Hemos creado una sociedad en la que cada vez hay menos sitio para los niños. Es un círculo vicioso: si no permitimos que los niños vayan a según qué lugares, si no dejamos que se relacionen con los mayores, difícilmente aprenderán a comportarse adecuadamente en esas situaciones. Tenemos (tienen, algunos) a los niños aparcados todo el día: en el colegio, en actividades extraescolares, con canguros, etc. Para un adulto es mucho más rápido y sencillo hacer la compra a solas que acompañado de un niño. Si llevamos al niño al supermercado, es probable que nos pida que le compremos cosas que creemos que no debemos comprarle. Por tanto, tendremos que “perder tiempo” explicándoselo y, además, es probable que nos monte un escándalo. Ahora bien, si tuviéramos la paciencia de ir a hacer la compra con los niños siempre que nos fuera posible, ellos aprenderían, poquito a poco, cómo debe comportarse uno en el supermercado y por qué hay cosas que se compran y cosas que no. Pero, si no los llevamos nunca, el día que los llevemos seguramente será un calvario. Para todos. Así que no volveremos a llevarlos. Como dije, es un círculo vicioso.
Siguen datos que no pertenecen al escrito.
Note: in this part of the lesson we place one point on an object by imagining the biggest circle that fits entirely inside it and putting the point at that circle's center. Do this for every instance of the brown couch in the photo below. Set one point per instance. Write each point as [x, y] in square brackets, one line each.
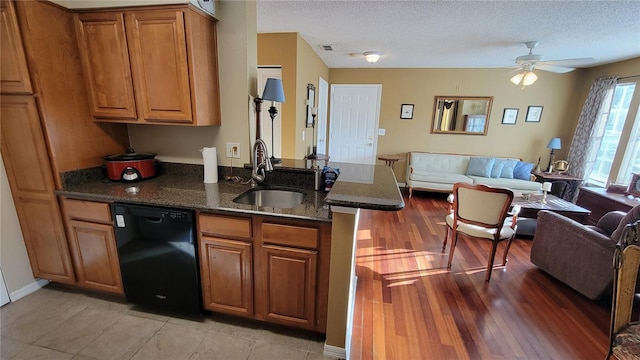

Así las cosas, en una sociedad en la que muchos niños no saben comportarse adecuadamente en determinadas situaciones y lugares, es comprensible que algunos establecimientos no permitan su entrada y que sigan teniendo clientes. Personalmente, no me molesta cenar en un restaurante donde haya niños. Más bien al contrario, me gustan los niños y creo que una sociedad que separa a los niños de los mayores es una sociedad enferma y decadente. Pero sí me molesta ser testigo directo de algunas escenas que no por ser habituales me resultan menos desagradables: como los padres que hablan mal a sus hijos, o los hijos que hablan mal a los padres. Los padres conductistas y los que actúan en función del qué dirán sin importarles qué es lo mejor para sus hijos. Los niños que gritan en vez de hablar. Los que montan rabietas gratuitas porque sus padres no han sabido ayudarles a canalizar y gestionar sus emociones. Los padres que, a la mínima, amenazan con castigar o que castigan directamente, sin amenazar siquiera. Si les levantan la mano, ya habremos agotado el cupo de mi resistencia.



Así que hay bares, restaurantes y hoteles que no permiten la entrada a los niños. ¿Y qué? Si fuera mi bar, tampoco querría tener que soportar a ese tipo de críos que están echados a perder por culpa del pésimo sistema escolar que tenemos, que ha degenerado tanto que ya no merece siquiera la atención de ser llamado sistema educativo. Porque no educa. Des-educa o mal educa. Y todo ello a un coste de 6.000 euros anuales por cada plaza pública y 3.000 por cada plaza concertada. Porque no, laeducación no es gratis y nos cuesta mucho más que sólo dinero.